In the 1970s the Jaguar and Daimler marques formed part of BL's specialist car division or Jaguar Rover Triumph Ltd until a restructure in the early 1980s saw most of the BL volume car manufacturing side becoming the Austin Rover Group within which Jaguar was not included. In 1984, Jaguar was floated off as a separate company on the stock market.
The Ford Motor Company made offers to the US and UK Jaguar shareholders to buy their shares in November 1989; Jaguar's listing on the London Stock Exchange was removed on 28 February 1990.  In 1999 it became part of Ford's new Premier Automotive Group along with Aston Martin, Volvo Cars and, from 2000, Land Rover. Aston Martin was subsequently sold off in 2007. Between Ford purchasing Jaguar in 1989 and selling it in 2008 it did not earn any profit for the Dearborn-based auto manufacturer.
Since Land Rover's May 2000 purchase by Ford, it has been closely associated with Jaguar. In many countries they share a common sales and distribution network (including shared dealerships), and some models now share components, although the only shared production facility is Halewood, for the X-Type and the Freelander 2. However operationally the two companies were effectively integrated under a common management structure within Ford's PAG.
On 26 March 2008, Ford announced that it had agreed to sell its Jaguar and Land Rover operations to Tata Motors of India, and that the sale was expected to be completed by the end of the second quarter of 2008. Included in the deal were the rights to three other British brands, Jaguar's own Daimler, as well as two dormant brands Lanchester and Rover. On 2 June 2008, the sale to Tata was completed at a cost of £1.7 billion.
The Swallow Sidecar company (SSC) was originally located in Blackpool but moved to Holbrook Lane, Coventry in 1928 when demand for the Austin Swallow became too great for the factory's capacity.  In 1951, having outgrown the original Coventry site they moved again to Browns Lane which had been a wartime "shadow factory" run by the Daimler Motor Company. Today, Jaguars are assembled at Castle Bromwich in Birmingham and Halewood in Liverpool.
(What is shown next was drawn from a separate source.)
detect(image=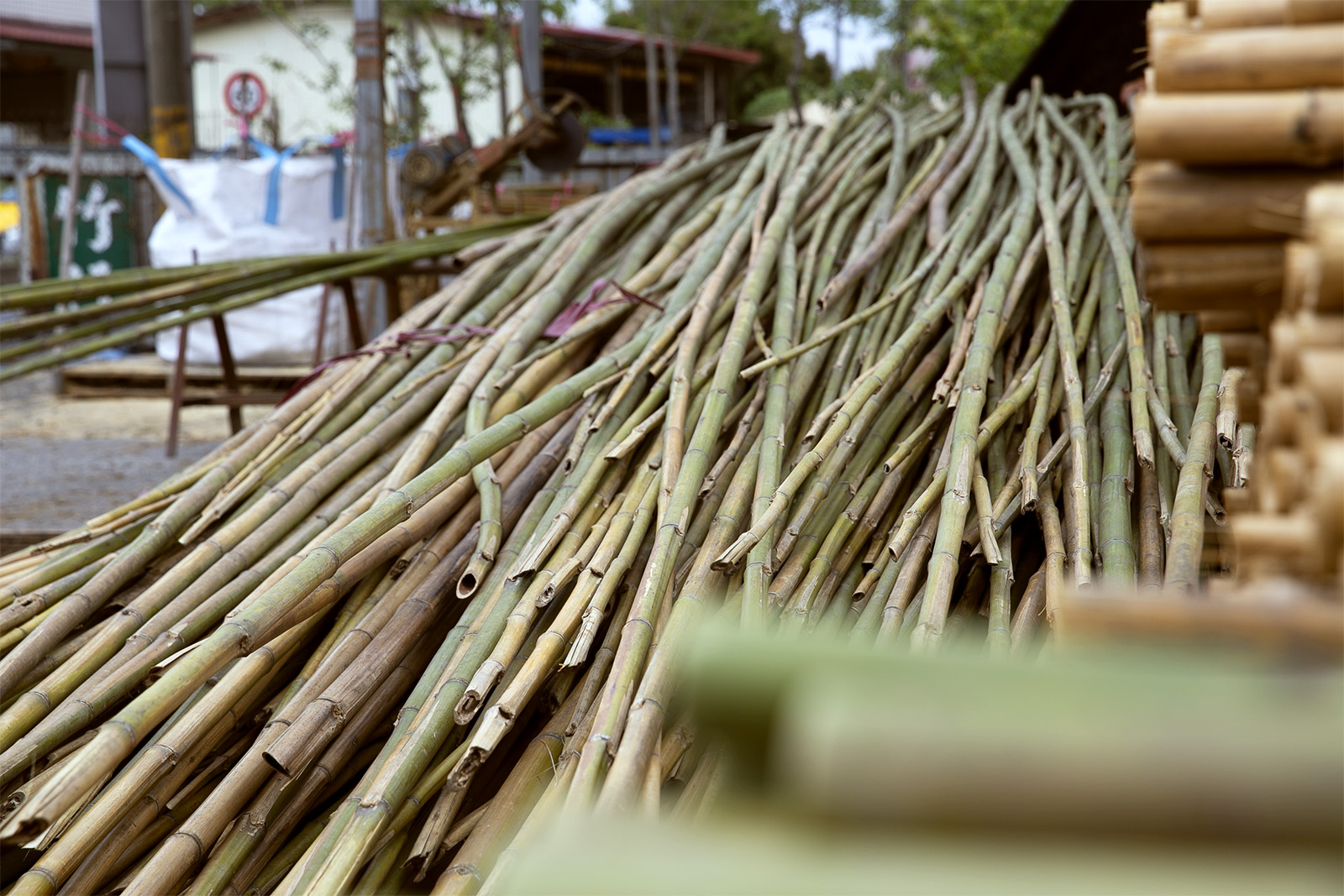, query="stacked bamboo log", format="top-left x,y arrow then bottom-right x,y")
0,86 -> 1263,896
1131,0 -> 1344,589
1227,186 -> 1344,589
1133,0 -> 1344,334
The historic Browns Lane plant ceased trim and final operations in 2005, the X350 XJ having already moved to Castle Bromwich two years prior, leaving the XK and S-Type production to Castle Bromwich and the X-Type at Halewood, alongside the new Land Rover Freelander 2, from 2007. A reduced Browns Lane site still operates today producing veneers for Jaguar Land Rover and others, as well as some engineering facilities.